Age-related macular degeneration (AMD) is the most common cause of
blindness for individuals age 50 and above in the developed world. Abnormal growth of choroidal blood vessels, or
choroidal neovascularization (CNV), is a hallmark of the neovascular (wet) form of advanced AMD and leads to significant vision loss. A growing body of evidence supports a strong link between neovascular disease and
inflammation. Metabolites of long-chain
polyunsaturated fatty acids derived from the
cytochrome P450 (CYP)
monooxygenase pathway serve as vital second messengers that regulate a number of
hormones and
growth factors involved in
inflammation and vascular function. Using transgenic mice with altered CYP
lipid biosynthetic pathways in a mouse model of
laser-induced CNV, we characterized the role of these
lipid metabolites in regulating neovascular disease. We discovered that the CYP-derived
lipid metabolites epoxydocosapentaenoic
acids (EDPs) and epoxyeicosatetraenoic
acids (EEQs) are vital in dampening CNV severity. Specifically, overexpression of the
monooxygenase CYP2C8 or genetic ablation or inhibition of the soluble
epoxide hydrolase (sEH)
enzyme led to increased levels of EDP and EEQ with attenuated CNV development.
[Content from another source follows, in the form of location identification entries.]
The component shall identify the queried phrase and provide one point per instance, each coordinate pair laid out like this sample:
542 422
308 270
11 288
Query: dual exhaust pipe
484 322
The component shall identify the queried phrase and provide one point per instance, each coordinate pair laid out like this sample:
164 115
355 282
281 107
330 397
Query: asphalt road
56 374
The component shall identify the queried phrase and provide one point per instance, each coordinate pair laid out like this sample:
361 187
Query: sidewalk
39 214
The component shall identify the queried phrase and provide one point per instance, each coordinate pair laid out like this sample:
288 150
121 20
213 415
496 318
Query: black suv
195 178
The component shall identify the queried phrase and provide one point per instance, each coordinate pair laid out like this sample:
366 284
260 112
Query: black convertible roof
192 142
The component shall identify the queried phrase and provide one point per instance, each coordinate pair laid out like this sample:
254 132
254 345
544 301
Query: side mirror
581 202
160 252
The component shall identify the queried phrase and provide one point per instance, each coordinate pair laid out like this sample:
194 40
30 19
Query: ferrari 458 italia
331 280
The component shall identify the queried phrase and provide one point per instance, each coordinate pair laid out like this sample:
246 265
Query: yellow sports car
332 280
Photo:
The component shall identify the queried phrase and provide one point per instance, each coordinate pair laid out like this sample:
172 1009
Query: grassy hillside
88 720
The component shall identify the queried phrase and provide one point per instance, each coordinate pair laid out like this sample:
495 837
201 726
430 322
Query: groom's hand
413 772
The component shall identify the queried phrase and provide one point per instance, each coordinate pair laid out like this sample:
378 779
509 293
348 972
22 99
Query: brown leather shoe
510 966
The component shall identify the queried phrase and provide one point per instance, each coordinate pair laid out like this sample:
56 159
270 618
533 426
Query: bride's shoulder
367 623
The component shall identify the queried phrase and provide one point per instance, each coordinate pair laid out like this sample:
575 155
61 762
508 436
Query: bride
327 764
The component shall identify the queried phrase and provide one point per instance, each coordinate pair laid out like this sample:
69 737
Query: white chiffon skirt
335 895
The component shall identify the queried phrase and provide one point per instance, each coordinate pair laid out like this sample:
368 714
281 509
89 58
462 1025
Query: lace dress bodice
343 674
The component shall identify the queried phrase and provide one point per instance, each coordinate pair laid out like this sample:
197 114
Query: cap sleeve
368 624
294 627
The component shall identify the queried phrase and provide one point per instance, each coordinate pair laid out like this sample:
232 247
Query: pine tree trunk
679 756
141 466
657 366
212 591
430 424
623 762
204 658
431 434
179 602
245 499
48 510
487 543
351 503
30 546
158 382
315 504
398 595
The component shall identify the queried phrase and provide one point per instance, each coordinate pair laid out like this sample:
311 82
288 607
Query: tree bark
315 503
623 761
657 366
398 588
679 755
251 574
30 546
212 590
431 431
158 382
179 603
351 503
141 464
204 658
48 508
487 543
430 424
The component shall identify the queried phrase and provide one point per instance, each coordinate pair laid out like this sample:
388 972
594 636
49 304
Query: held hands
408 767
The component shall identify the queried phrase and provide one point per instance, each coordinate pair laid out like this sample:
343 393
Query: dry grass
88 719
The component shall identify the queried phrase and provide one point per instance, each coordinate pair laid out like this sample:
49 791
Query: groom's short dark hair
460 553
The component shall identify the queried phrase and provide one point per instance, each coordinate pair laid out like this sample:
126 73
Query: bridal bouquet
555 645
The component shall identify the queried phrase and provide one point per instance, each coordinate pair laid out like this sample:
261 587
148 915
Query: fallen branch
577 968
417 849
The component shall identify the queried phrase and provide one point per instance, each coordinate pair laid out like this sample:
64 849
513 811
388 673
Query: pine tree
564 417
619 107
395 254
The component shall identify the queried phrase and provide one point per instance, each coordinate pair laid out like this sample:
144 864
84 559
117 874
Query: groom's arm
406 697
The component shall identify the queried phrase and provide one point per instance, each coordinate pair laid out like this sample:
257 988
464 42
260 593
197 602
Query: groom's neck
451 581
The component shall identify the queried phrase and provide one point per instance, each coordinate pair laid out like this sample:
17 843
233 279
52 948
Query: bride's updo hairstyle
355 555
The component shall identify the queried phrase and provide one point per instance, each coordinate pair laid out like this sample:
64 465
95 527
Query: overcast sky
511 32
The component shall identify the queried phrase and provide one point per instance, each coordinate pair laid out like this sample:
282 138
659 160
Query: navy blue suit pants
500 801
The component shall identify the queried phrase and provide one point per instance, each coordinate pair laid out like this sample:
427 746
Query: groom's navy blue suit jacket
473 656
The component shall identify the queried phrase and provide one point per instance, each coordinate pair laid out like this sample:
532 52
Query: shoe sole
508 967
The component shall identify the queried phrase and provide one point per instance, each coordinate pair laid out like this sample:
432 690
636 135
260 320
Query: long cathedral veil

In contrast, when we promoted the degradation of these CYP-derived metabolites by transgenic overexpression of sEH, the protective effect against CNV was lost. We found that these molecules work in part through their ability to regulate the expression of key
leukocyte adhesion molecules, on both leukocytes and endothelial cells, thereby mediating leukocyte recruitment. These results suggest that CYP
lipid signaling molecules and their regulators are potential therapeutic targets in neovascular diseases.